Только сегодня, в день переезда из деревни в город, в день, сам по себе не сладкий, когда дом полон сквозняков, и так завидуешь садовнику, который никуда не едет, только сегодня он понял весь ужас перемены, о которой ему говорил отец. Прежние осенние возвращения в город показались счастьем. Ежедневная утренняя прогулка с француженкой, – всегда по одним и тем же улицам, по Невскому и кругом, через Набережную, домой, – никогда не повторится. Счастливая прогулка. Иногда ему предлагали начать с Набережной, но он всегда отказывался, – не столько потому, что с раннего детства любил привычку, сколько потому, что нестерпимо боялся петропавловской пушки, громового, тяжкого удара, от которого дрожали стекла домов и могла лопнуть перепонка в ухе, – и всегда устраивался так (путем незаметных маневров), чтобы в двенадцать часов быть на Невском, подальше от пушки, – выстрел которой настиг бы его у самого дворца, если бы изменился порядок прогулки. Кончено также приятное раздумье после завтрака, на диване, под тигровым одеялом, и ровно в два – молоко в серебряной чашке, придающей молоку такой драгоценный вкус, и ровно в три – катание в открытом ландо. Взамен всего этого было нечто, отвратительное своей новизной и неизвестностью, невозможный, неприемлемый мир, где будет пять уроков подряд и толпа мальчиков, еще более страшных, чем те, которые недавно, в июльский день, на мосту, окружили его, навели жестяные пистолеты, пальнули в него палочками, с которых коварно были сдернуты резиновые наконечники.
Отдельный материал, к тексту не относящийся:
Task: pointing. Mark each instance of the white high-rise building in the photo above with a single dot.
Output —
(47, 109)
В лесу было тихо и сыро. Наплакавшись вдоволь, он поиграл с жуком, нервно поводившим усами, и потом долго его давил камнем, стараясь повторить первоначальный сдобный хруст. Погодя он заметил, что заморосило. Тогда он встал с земли, нашел знакомую тропинку и побежал, спотыкаясь о корни, со смутной, мстительной мыслью, добраться до дому и там спрятаться, провести там зиму, питаясь в кладовой вареньем и сыром. Тропинка, минут десять поюлив в лесу, спустилась к реке, которая была сплошь в кольцах от дождя, и еще через пять минут показался лесопильный завод, мельница, мост, где по щиколку утопаешь в опилках, и дорожка вверх, и через голые кусты сирени – дом. Он прокрался вдоль стены, увидел, что окно гостиной открыто, и, взобравшись около водосточной трубы на зеленый облупленный карниз, перевалился через подоконник. В гостиной он остановился, прислушался. Дагерротип деда, отца матери, – черные баки, скрипка в руках, – смотрел на него в упор, но совершенно исчез, растворился в стекле, как только он посмотрел на портрет сбоку, – печальная забава, которую он никогда не пропускал, входя в гостиную. Подумав, подвигав верхней губой, отчего платиновая проволока на передних зубах свободно ездила вверх и вниз, он осторожно открыл дверь и, вздрагивая от звонкого эхо, слишком поспешно после отъезда хозяев вселившегося в дом, метнулся по коридору и оттуда, по лестнице, на чердак. Чердак был особенный, с оконцем, через которое можно было смотреть вниз, на лестницу, на коричневый блеск ее перил, плавно изгибавшихся пониже, терявшихся в тумане. В доме было совершенно тихо. Погодя, снизу, из кабинета отца, донесся заглушенный звон телефона. Звон продолжался с перерывами довольно долго. Потом опять тишина.